Richard Sammel as Thomas Eichorst and Jonathan Hyde as Eldritch Palmer.
Only two characters really fell short this season. Feraldo started out the season strong as she dealt with increasingly impossible challenges to her regime and found herself making difficult moral compromises for the sake of maintaining control. But after “The Battle of Central Park,” it was as if the writers either lost interest in Feraldo or simply ran out of space to continue her story. Her death in “Do or Die” wasn’t as impactful as it should have been, as it merely highlighted how much of her story was left unresolved.
Then there was Zach. The writers were in a tricky situation with him, as actor Max Charles is clearly aging a lot faster than his character. That’s to say nothing of the generally poor opinion many viewers have of Zach. Perhaps as a result, he sat out a great deal of the season while his fate as the Master’s captive remained in doubt. And while it was nice having to put up with less Zach this year, in the end that did the show a disservice. The grand twist in “The Fall” hinged on Zach being torn between his loyalties to his human father and his strigoi mother. The show really needed to devote more time to Zach’s captivity, so that his decision to reject his father and betray humanity would have had a little more justification behind it.
But even if Zach’s betrayal played more like the ultimate act of preteen petulance than a Shakespearean tragedy, there’s no denying that “The Fall” paved the way for an even darker and more unpredictable final season. What hope do our heroes have now? How can they even survive another season in a ruined city where the strigoi now reign supreme? The outlook is grim, but that just gives Eph and the gang more room to prove their mettle in 2017.

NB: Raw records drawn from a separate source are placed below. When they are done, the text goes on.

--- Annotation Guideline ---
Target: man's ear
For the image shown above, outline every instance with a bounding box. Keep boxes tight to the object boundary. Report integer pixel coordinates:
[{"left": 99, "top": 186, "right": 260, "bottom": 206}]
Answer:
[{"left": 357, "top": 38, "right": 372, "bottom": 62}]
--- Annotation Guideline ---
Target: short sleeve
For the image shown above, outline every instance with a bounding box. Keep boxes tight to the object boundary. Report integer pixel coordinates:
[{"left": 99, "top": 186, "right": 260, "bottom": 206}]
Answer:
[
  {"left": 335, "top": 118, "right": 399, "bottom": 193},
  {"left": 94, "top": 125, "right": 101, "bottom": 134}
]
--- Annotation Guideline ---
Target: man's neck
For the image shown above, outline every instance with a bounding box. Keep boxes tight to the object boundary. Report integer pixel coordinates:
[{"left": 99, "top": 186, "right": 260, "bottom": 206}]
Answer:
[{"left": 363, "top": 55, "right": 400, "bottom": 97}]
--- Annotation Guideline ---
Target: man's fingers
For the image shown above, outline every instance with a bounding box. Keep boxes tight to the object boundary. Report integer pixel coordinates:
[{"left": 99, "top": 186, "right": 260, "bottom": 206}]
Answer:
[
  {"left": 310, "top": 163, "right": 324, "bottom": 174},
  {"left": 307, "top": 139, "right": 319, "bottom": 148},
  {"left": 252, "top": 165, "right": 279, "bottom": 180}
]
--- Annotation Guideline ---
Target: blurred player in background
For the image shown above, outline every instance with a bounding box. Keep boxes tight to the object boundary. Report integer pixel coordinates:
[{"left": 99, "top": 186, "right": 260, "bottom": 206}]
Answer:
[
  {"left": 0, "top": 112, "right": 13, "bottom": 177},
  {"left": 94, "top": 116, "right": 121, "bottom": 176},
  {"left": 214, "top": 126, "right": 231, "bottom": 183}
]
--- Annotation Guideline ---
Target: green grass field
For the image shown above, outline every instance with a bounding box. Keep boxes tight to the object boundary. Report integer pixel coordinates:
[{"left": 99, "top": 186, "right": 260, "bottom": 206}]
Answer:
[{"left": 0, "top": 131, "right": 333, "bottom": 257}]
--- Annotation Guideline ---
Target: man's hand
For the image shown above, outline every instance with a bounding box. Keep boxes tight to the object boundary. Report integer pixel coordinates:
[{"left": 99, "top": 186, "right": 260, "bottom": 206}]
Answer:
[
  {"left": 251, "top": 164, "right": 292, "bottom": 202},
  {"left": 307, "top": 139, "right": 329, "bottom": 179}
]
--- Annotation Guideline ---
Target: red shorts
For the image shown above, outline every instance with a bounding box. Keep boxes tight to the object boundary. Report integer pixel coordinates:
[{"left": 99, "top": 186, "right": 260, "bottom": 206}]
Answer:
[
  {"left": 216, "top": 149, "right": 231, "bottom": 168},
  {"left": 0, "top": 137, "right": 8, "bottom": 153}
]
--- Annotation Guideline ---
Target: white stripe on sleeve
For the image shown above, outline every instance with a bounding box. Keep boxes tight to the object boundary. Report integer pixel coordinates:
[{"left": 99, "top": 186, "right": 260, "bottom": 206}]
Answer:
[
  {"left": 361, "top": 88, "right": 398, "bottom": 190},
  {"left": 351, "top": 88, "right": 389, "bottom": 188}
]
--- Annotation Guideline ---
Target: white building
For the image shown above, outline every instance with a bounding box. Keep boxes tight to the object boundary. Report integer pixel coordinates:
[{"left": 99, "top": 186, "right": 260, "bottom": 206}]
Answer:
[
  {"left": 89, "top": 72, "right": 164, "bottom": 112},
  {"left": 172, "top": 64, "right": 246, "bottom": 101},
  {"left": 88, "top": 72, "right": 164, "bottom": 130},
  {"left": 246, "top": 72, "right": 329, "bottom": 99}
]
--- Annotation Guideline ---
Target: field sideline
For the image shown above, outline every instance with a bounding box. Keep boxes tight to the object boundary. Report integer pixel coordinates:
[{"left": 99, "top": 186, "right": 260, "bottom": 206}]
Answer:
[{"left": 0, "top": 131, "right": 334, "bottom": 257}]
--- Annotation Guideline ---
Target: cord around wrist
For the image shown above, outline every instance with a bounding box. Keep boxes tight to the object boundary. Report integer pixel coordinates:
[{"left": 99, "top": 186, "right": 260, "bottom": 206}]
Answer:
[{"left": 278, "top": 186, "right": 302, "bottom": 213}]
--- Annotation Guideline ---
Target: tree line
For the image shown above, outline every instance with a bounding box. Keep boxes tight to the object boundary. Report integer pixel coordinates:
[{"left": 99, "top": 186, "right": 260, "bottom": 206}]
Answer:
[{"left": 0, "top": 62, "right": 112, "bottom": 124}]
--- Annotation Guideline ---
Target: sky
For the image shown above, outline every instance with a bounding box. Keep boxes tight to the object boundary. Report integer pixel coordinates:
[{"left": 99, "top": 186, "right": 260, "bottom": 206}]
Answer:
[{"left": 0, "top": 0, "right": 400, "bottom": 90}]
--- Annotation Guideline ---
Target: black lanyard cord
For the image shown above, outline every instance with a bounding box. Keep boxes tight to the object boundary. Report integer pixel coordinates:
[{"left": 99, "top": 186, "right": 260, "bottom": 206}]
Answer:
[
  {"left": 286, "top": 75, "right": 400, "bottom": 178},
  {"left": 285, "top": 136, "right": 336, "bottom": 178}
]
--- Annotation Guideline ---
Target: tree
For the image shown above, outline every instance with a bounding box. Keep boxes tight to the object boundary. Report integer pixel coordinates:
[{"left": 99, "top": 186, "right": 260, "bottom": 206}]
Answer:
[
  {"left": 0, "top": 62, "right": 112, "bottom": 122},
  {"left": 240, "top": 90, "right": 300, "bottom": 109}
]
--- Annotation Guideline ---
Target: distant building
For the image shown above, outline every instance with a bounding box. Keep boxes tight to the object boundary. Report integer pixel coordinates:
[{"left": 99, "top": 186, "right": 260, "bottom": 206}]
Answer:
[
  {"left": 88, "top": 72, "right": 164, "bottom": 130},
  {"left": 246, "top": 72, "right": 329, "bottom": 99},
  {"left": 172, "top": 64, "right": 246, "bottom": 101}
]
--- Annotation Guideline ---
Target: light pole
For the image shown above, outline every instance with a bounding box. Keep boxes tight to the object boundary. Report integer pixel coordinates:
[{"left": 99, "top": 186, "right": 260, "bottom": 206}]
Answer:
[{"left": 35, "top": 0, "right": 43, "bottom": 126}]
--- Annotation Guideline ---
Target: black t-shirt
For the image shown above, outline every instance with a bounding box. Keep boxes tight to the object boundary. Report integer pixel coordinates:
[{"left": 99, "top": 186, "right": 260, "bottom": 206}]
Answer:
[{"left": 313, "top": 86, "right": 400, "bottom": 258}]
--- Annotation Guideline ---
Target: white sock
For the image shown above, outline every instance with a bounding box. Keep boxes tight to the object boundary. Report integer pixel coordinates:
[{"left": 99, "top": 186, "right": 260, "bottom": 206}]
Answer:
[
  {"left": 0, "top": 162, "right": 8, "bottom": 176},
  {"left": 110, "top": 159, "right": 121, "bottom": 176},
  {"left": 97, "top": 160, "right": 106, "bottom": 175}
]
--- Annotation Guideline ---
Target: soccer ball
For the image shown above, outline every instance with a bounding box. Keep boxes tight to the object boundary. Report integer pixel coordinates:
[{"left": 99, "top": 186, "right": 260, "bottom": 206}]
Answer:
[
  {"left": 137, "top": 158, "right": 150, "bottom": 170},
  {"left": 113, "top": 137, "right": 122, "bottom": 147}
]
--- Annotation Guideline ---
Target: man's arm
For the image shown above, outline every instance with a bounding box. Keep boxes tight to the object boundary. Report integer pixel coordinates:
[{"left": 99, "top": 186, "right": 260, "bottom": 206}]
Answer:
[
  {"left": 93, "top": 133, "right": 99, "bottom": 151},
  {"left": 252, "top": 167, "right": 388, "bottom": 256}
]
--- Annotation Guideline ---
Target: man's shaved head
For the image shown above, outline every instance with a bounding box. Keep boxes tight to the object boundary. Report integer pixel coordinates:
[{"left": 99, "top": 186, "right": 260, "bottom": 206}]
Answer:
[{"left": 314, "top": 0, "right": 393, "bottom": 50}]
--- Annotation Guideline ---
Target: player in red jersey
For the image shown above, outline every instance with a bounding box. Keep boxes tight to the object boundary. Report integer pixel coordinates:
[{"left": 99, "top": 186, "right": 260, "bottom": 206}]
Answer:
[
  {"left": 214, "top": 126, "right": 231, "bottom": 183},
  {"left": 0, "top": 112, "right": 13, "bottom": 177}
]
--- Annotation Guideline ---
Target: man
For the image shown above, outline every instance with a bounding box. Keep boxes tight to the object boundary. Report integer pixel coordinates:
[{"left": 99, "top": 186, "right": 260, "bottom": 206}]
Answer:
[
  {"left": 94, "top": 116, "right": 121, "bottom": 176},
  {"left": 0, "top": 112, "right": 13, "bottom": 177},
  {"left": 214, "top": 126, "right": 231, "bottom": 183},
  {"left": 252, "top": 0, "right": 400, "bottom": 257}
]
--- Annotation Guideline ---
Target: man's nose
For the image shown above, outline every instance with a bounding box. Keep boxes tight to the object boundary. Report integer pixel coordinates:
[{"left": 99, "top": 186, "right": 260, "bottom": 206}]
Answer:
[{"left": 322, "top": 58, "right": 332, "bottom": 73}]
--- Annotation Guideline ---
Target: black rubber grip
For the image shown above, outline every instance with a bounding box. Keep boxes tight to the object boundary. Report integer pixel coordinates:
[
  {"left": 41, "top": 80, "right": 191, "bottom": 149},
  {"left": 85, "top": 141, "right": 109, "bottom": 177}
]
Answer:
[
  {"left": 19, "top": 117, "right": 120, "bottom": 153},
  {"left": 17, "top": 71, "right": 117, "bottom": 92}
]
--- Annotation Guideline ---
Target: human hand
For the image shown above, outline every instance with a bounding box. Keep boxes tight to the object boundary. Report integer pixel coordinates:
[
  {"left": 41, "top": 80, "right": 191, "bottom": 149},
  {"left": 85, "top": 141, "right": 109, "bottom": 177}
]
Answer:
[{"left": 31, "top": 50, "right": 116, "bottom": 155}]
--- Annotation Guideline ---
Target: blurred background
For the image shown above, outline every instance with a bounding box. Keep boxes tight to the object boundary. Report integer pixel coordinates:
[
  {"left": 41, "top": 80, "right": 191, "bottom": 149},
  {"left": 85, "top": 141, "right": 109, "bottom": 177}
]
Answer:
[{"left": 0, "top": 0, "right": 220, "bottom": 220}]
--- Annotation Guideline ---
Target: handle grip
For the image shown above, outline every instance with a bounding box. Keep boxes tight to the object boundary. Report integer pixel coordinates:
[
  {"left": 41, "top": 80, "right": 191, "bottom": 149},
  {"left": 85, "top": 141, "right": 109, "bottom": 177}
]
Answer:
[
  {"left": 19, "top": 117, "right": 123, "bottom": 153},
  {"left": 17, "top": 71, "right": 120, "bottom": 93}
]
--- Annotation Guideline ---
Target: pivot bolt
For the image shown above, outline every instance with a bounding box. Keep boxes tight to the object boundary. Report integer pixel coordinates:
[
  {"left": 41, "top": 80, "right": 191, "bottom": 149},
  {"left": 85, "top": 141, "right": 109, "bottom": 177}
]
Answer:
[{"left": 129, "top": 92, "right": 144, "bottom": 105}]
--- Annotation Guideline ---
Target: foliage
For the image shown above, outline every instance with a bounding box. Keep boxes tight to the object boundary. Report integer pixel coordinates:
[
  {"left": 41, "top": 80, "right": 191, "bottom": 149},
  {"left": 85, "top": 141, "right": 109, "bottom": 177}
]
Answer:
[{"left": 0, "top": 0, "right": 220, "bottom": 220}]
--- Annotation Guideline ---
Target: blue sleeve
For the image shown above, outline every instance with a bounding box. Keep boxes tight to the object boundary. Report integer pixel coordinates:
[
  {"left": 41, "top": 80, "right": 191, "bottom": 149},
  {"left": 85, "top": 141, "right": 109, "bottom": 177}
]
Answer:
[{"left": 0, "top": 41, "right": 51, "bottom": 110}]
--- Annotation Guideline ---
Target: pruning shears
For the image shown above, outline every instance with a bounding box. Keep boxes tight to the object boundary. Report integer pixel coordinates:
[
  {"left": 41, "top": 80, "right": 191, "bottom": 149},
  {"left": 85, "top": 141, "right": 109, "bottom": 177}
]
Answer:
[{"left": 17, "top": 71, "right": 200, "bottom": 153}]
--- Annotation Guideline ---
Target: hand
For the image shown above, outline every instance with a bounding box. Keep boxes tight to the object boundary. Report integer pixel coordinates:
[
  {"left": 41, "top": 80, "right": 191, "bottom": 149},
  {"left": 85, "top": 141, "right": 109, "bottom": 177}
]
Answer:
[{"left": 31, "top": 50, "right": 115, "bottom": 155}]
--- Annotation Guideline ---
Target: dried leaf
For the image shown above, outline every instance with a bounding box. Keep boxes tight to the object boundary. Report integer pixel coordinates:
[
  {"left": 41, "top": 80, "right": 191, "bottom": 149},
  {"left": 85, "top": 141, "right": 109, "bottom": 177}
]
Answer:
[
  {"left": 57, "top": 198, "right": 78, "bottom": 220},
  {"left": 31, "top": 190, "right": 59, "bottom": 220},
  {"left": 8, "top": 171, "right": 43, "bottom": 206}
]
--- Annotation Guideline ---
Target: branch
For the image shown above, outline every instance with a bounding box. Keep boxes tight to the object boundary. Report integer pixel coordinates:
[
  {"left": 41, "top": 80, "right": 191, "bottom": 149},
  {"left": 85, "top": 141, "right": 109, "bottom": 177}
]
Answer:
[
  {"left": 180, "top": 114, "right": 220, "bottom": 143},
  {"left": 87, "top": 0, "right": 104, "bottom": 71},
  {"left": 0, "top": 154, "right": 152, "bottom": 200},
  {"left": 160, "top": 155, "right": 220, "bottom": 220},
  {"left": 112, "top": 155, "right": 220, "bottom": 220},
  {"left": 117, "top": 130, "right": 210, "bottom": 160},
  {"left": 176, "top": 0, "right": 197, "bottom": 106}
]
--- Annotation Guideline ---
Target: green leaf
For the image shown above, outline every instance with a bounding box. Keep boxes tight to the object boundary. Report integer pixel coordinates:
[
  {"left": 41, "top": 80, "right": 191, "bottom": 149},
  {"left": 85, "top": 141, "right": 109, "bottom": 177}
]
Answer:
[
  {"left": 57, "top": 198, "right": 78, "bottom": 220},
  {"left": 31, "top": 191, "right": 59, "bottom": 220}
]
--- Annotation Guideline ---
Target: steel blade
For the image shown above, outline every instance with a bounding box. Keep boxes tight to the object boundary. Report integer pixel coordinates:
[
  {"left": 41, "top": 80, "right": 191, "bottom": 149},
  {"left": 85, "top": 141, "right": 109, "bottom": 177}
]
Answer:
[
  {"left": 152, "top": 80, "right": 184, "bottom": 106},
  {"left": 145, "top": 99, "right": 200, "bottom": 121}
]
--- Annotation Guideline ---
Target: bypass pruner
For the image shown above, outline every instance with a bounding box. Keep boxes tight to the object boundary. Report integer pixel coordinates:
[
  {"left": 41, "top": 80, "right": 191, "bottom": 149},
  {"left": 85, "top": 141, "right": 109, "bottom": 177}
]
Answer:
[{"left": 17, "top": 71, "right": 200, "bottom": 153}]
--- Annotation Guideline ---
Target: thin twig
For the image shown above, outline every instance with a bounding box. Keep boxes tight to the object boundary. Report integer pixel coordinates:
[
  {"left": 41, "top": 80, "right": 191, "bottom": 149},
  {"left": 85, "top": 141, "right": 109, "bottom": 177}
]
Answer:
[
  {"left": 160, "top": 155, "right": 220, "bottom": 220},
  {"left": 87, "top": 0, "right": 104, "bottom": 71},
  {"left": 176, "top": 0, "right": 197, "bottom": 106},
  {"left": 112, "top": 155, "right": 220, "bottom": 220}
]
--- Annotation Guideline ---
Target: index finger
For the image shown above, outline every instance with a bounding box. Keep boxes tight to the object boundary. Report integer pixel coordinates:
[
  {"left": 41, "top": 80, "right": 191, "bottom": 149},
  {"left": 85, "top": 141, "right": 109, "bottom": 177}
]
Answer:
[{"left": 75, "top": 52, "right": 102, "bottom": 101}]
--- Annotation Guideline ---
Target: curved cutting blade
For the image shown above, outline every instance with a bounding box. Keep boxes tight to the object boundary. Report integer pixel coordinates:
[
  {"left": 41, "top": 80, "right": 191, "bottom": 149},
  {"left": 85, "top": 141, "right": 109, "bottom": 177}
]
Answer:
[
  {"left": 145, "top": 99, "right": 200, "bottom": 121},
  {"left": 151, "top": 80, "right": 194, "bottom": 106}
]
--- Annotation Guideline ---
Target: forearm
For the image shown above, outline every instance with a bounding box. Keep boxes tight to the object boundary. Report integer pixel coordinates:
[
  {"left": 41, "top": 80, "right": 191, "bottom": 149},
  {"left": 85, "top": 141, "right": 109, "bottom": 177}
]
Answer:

Though it wasn’t entirely free from the flaws that have plagued the show from the start, The Strain’s third season delivered a greatly improved horror experience. The show was more eventful, more tightly paced and less prone to pointless filler this year. It delivered several strong character arcs, most notably the tragic rise and fall of Eldritch Palmer. And thanks to a particularly bleak finale, it set the stage for a dark, dangerous final season next year.
We look back on The Strain's third season and how it delivered a leaner, meaner vampire experience.